To learn more about The Azazel Chapbook: a Guide for Your Earth-Based Yom Kippur Journey, co-authored by myself and Sarah Chandler, and to procure your free download, click here.
Join us in Azazel this Yom Kippur. We will go there alone, together, for a collective remembering of this ancient Israelite ritual of release. In this wild edge, the constraints posed by the coronavirus blossom into creativity and pave our way to possibility.
In Leviticus 16, God introduces Aaron, the high priest, to the central Yom Kippur ritual: He is to symbolically heal and cleanse himself and his people of their inequities through a ritual involving two goats. One goat is designated to be sacrificed in the inner sanctum of the tabernacle, called the “holy of holies,” and he is instructed to release the second goat into the wilderness.

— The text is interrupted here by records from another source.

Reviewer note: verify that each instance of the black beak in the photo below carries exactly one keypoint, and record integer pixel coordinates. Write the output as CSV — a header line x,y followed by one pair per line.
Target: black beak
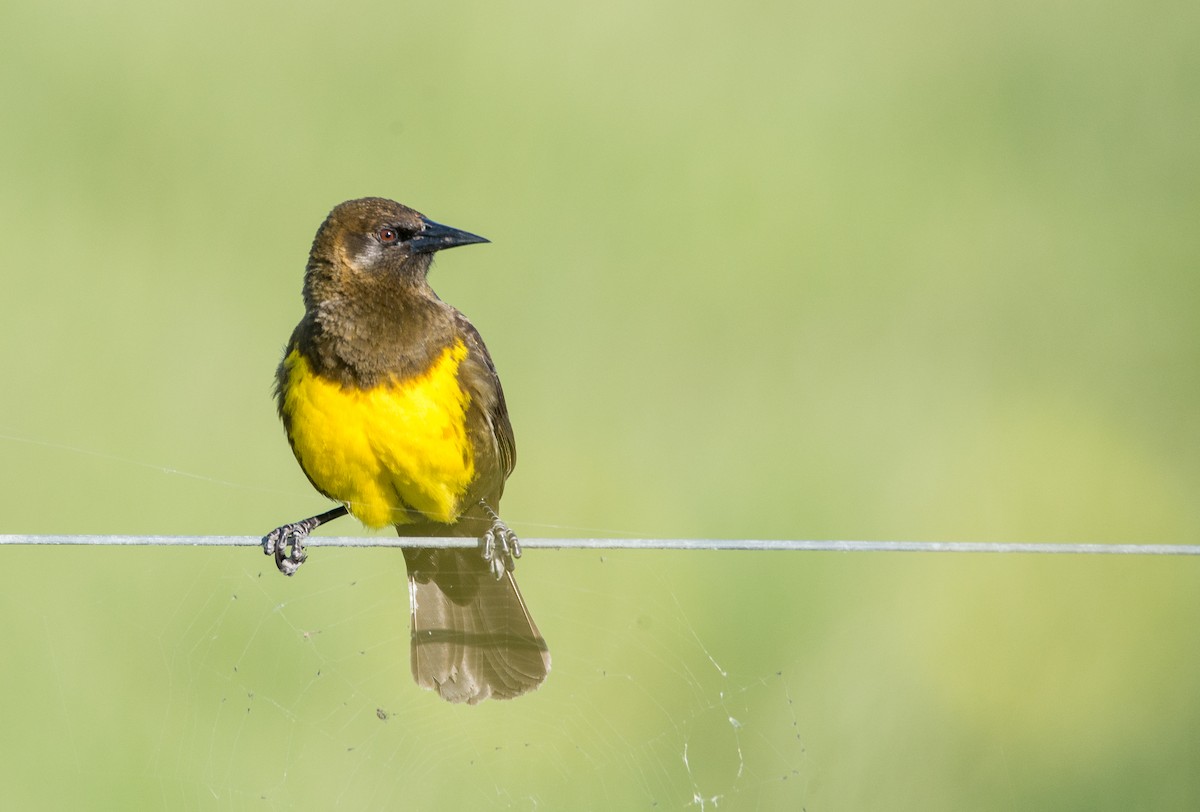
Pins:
x,y
436,236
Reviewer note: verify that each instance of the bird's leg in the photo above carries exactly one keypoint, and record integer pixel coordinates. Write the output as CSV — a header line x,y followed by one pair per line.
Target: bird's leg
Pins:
x,y
499,545
277,540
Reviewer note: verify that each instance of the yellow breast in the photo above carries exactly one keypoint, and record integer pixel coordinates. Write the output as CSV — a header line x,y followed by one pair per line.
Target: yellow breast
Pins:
x,y
385,450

While the last temple sacrifice occurred almost 2,000 years ago, the re-enactment of this ritual has taken place ever since in our post-temple-era “holy of holies”: inside our synagogues and sanctuaries with liturgical prayer standing in for centralized priestly ceremonies.

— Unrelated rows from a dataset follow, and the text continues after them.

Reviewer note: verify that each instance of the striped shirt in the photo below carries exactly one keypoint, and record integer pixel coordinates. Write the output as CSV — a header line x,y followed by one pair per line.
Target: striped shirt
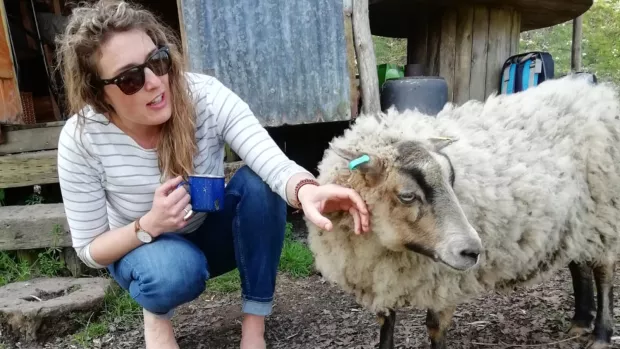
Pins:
x,y
107,180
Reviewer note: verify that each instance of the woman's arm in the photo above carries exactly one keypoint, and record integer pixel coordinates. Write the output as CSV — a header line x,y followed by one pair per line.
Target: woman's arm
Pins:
x,y
246,136
85,204
241,130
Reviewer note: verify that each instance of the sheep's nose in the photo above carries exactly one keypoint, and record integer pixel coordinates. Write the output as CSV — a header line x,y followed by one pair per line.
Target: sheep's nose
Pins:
x,y
467,253
471,253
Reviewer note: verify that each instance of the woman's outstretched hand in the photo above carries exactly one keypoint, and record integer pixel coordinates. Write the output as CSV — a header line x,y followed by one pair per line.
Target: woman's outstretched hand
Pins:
x,y
316,200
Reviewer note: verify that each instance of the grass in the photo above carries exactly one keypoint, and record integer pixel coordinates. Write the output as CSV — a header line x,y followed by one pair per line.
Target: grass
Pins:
x,y
296,260
24,265
121,311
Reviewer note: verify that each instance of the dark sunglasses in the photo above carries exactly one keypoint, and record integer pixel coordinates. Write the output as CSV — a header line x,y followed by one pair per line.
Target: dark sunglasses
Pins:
x,y
132,80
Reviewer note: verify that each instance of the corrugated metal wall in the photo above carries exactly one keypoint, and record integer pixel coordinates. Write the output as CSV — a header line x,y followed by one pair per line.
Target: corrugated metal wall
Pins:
x,y
286,59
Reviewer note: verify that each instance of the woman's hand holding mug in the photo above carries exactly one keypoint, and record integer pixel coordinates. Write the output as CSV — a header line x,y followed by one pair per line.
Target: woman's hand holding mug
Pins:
x,y
171,208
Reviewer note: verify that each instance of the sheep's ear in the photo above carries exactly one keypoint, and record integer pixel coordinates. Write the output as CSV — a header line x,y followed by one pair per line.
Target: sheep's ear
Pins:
x,y
439,143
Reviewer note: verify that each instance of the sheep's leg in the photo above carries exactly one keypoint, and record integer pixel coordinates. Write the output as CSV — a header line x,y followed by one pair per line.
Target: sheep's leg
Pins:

The Azazel Chapbook is an invoking of this second act of atonement described above and in Leviticus: the second goat’s journey out into azazel into the unknown of the wilderness.

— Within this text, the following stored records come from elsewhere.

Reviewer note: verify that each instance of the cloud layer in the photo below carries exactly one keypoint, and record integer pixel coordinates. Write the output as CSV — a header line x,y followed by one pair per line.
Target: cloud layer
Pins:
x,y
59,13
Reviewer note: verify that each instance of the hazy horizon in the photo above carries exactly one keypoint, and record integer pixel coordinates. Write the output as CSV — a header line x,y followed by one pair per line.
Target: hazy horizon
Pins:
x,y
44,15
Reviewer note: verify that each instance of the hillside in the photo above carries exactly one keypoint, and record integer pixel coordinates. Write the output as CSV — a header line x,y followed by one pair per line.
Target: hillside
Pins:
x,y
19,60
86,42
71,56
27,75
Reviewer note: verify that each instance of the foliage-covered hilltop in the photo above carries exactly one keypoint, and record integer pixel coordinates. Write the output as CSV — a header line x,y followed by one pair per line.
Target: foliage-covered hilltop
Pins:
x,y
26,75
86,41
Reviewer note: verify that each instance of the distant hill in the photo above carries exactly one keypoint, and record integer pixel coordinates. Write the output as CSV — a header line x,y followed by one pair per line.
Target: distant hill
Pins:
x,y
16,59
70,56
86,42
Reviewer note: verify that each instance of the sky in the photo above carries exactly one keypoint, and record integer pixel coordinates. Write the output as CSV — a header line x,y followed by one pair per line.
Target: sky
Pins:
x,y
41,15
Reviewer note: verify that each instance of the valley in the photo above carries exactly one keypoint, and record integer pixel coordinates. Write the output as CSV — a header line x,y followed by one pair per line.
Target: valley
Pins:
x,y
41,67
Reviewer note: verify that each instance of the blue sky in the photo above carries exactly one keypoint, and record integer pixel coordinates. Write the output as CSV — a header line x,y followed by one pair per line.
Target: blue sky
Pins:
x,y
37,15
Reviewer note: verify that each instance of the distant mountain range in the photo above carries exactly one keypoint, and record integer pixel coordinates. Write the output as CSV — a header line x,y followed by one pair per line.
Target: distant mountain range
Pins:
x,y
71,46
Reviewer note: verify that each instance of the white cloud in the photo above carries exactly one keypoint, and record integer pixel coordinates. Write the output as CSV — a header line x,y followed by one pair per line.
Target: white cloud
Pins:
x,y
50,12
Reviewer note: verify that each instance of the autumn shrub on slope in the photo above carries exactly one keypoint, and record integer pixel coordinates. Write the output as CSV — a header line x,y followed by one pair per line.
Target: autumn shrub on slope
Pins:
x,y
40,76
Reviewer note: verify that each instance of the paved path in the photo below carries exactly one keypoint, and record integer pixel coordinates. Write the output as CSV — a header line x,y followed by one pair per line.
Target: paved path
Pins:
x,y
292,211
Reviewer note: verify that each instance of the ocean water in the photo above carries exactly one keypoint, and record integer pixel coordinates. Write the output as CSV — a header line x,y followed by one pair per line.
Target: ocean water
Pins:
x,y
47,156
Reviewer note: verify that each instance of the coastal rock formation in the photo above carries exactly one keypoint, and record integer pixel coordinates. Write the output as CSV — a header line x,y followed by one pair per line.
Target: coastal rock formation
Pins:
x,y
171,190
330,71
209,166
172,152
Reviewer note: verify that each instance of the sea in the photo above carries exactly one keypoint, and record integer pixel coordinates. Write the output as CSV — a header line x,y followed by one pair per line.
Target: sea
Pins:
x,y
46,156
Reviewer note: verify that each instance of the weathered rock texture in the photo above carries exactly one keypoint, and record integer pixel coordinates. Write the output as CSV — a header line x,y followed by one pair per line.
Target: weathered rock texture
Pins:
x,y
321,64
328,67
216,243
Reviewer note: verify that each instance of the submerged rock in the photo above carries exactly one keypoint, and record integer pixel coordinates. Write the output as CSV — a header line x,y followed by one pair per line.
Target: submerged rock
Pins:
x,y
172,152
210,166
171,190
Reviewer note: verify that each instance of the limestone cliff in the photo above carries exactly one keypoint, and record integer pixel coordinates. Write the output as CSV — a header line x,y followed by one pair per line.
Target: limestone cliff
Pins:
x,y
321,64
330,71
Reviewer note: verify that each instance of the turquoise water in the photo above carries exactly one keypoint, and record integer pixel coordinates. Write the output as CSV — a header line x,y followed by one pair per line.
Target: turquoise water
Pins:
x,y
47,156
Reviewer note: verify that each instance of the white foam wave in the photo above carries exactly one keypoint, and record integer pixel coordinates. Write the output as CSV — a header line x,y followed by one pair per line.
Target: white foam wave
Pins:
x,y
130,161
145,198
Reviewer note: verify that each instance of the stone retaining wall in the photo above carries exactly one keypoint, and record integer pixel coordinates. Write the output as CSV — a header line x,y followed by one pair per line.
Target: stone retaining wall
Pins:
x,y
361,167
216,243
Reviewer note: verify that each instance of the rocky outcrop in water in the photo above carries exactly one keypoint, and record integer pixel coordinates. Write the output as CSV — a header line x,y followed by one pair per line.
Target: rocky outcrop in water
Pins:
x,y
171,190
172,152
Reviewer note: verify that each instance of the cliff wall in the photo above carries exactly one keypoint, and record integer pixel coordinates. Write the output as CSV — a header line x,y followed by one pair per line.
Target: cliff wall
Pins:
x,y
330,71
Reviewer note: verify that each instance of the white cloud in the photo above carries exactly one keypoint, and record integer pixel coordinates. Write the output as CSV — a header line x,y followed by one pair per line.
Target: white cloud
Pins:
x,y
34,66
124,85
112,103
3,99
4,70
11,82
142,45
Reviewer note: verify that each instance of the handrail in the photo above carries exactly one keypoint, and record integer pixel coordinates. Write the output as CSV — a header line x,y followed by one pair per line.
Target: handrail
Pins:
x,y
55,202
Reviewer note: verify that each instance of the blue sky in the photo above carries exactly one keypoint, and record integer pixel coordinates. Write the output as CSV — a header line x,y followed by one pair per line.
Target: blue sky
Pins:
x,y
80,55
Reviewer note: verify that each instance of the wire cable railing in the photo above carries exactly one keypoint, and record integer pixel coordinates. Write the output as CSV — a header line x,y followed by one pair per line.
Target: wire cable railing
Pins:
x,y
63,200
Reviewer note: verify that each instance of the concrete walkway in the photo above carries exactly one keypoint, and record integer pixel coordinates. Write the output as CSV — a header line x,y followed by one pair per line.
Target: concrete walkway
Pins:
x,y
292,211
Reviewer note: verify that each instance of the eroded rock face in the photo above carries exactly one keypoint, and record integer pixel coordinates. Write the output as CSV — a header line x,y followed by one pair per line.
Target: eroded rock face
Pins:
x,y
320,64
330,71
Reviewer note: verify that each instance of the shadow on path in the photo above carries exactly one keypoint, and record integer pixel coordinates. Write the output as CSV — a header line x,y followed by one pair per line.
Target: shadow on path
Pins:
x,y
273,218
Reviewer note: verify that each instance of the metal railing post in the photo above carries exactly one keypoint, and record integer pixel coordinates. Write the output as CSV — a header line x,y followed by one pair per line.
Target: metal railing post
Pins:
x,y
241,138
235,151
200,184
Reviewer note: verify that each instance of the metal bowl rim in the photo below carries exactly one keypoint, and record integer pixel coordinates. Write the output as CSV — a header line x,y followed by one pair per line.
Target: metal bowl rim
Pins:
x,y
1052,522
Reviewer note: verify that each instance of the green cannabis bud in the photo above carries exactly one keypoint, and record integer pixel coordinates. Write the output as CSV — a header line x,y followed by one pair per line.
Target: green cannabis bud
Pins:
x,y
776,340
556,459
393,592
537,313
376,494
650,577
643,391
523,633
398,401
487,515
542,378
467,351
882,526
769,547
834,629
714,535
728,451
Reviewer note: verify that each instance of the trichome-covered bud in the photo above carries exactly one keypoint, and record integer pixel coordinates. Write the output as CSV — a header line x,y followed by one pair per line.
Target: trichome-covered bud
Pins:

We believe welcoming the wilderness back into Yom Kippur observance is a tikkun (healing) act that restores wholeness to Yom Kippur observance. Just as we liturgically honor the Torah’s instructions to enter holy of holies — the human-crafted temple — so must we remember to release ourselves to the mystery of that which we encounter in the elements. Reimagining Azazel is a redemptive act.
This current global crisis, piled onto centuries of protective Jewish gatekeeping, can leave you feeling like it is your fault if you cannot make it through the gates. You are not to blame for yearning to enter and feeling the devastation of looking to this ancestral tradition as your desired way in, and finding disappointment instead. To turn towards one’s spirituality amid this pandemic is vulnerable, brave even, though inaccessible some or many days.
This is for those who are looking to lean into these vulnerable edges. In Hebrew, to pay attention is to sim lev/שים לב. This more directly means “to place heart.” Your heart is safe here in Azazel. Uncloak it with us. Peel back some layers. Enter this wild edge where centuries-old Jewish tradition refinds the frontier of its most wild, welcoming, wanted liberation. Close the Zoom window for a moment. Experience interconnected solitude. Pray in a minyan in which all species count and all beings hum together.
In creating this chapbook, we saw COVID-19 as an opportunity to draw Jewish community out of its reputation as a people of the book and into the brave sandals adorned by our mythic ancestors as the Israelite God beckoned them forth and confirmed for them: Midbar M’daber, the wilderness speaks … and reveals the way forward to those who are humble and faithful enough to dare to place their hearts within it and pay attention.